To install WML CE on a PowerVM virtualized IBM Power Systems server, install one of the above mentioned operating systems on an LPAR. After setting up your Power Linux partition, use one of the methods explained in the following sections to install WML CE.

Install Using Conda

Perform the following steps to install WML CE using Conda:

  1. Install the basic packages for Anaconda installation. (this example is from RHEL and uses yum)
    # yum install wget nano bzip2

  2. Install Anaconda: To install WML CE using Conda images, first install the Anaconda environment in your system. Perform the following steps to install Anaconda on Linux LPAR.

    1. Download the Anaconda3 installation script.
      # wget https://repo.continuum.io/archive/Anaconda3-2019.03-Linux-ppc64le.sh

    2. Install Anaconda as root.
      # bash Anaconda3-2019.03-Linux-ppc64le.sh
      Accept the license agreement for Anaconda and specify the installation location. The default location is $HOME/anaconda3.

    3. After installation of Anaconda, initialize the environment and update the changes in current terminal by sourcing the .bashrc script.
      # source ~/.bashrc

    4. The base environment in Anaconda3 is Python 3.7 and WML CE is supporting Python 3.6. So, downgrade the Anaconda environment to Python 3.6 by running the following command.
      # conda install python=3.6

  3. Install WML CE: To install WML CE (PowerAI) in the Anaconda environment, first configure the channel for WML CE and then install the powerai-cpu image.

    1. Configure the Conda channel for PowerAI installation.
      # conda config --prepend channels \ https://public.dhe.ibm.com/ibmdl/export/pub/software/server/ibm-ai/conda/

    2. Install the powerai-cpu image (WML CE CPU-only image).
      # conda install powerai-cpu

During the Anaconda installation, the license agreement is presented. Read the license agreement and accept the terms and conditions to complete the installation. If you decline the license agreement, then the packages are not installed.

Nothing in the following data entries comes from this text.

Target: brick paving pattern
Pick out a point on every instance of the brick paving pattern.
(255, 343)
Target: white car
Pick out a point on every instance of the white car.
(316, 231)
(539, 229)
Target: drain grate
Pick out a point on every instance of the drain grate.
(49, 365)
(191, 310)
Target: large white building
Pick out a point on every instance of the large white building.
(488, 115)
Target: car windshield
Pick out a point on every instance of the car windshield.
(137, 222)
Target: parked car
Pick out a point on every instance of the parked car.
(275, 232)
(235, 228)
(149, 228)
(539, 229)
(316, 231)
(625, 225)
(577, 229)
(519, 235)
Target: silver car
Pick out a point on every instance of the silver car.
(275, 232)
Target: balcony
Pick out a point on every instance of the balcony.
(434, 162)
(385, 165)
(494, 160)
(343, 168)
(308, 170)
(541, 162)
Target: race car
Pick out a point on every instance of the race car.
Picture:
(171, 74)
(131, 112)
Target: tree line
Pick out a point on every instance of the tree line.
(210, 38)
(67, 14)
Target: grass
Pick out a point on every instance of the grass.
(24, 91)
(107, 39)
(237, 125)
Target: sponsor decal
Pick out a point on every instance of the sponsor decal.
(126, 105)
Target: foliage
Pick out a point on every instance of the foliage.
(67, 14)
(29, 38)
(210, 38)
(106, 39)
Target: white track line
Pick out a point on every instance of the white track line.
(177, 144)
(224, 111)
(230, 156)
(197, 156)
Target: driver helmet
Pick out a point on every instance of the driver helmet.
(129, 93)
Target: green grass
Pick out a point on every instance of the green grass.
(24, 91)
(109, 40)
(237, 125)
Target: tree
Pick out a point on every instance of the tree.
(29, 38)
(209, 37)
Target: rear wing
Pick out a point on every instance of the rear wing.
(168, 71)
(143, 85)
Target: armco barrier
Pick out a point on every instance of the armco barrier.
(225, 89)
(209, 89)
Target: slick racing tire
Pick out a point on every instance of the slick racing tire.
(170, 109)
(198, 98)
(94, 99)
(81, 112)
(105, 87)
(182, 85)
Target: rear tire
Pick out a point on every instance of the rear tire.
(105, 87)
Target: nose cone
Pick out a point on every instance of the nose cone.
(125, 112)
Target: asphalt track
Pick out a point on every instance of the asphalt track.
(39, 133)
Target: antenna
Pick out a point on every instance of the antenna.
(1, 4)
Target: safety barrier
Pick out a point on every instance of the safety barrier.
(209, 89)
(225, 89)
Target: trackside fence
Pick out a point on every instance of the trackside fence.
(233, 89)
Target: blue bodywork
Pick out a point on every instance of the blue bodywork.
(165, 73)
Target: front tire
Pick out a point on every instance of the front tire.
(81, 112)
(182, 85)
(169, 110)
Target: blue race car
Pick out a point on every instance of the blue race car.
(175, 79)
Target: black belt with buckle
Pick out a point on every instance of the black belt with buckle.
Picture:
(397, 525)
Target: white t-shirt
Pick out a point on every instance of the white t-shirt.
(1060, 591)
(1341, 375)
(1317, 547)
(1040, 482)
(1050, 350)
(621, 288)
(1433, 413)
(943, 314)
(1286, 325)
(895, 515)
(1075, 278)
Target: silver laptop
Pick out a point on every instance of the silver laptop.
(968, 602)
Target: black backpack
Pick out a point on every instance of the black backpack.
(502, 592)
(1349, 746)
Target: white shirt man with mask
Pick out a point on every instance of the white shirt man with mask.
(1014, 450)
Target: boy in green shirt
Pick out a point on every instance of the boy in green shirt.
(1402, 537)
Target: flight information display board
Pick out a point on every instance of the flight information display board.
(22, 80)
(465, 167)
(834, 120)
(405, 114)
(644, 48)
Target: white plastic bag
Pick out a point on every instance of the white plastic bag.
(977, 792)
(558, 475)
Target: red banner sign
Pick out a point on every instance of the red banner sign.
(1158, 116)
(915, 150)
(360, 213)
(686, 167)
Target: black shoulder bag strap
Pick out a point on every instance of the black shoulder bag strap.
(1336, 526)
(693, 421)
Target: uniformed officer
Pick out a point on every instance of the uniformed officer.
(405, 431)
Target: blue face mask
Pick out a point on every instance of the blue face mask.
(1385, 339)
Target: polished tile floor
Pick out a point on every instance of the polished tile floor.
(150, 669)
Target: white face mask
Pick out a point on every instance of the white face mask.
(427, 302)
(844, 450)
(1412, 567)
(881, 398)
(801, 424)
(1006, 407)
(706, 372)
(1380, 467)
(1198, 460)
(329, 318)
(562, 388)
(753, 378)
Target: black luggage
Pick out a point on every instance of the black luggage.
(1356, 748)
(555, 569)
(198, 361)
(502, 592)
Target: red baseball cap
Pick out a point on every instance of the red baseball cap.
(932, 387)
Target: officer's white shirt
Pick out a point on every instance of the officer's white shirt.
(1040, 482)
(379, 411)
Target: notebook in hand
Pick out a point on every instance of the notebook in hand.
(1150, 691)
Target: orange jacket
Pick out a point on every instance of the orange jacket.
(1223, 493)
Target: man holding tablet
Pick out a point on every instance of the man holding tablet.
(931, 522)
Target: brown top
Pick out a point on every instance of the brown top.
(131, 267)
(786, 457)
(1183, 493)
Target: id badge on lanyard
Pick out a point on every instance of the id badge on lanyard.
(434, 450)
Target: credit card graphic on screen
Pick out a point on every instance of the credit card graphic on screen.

After you finish reading the license agreement, future installations can be automated to accept the license agreement by running the following command before running the Conda installation command:

# export IBM_POWERAI_LICENSE_ACCEPT=yes

After this, WML CE is installed and ready to be used in your environment.

Note: If your system is in an airgap (that is, with no access to external network) environment then you can create a local Conda repository that can serve your system. Refer: https://docs.anaconda.com/anaconda-repository/admin-guide/install/config/mirrors/mirror-anaconda-repository/.

Installing using Docker

Docker images are Ubuntu 18.04 based but can be installed on RHEL systems. Perform the following steps to install WML CE using a Docker image.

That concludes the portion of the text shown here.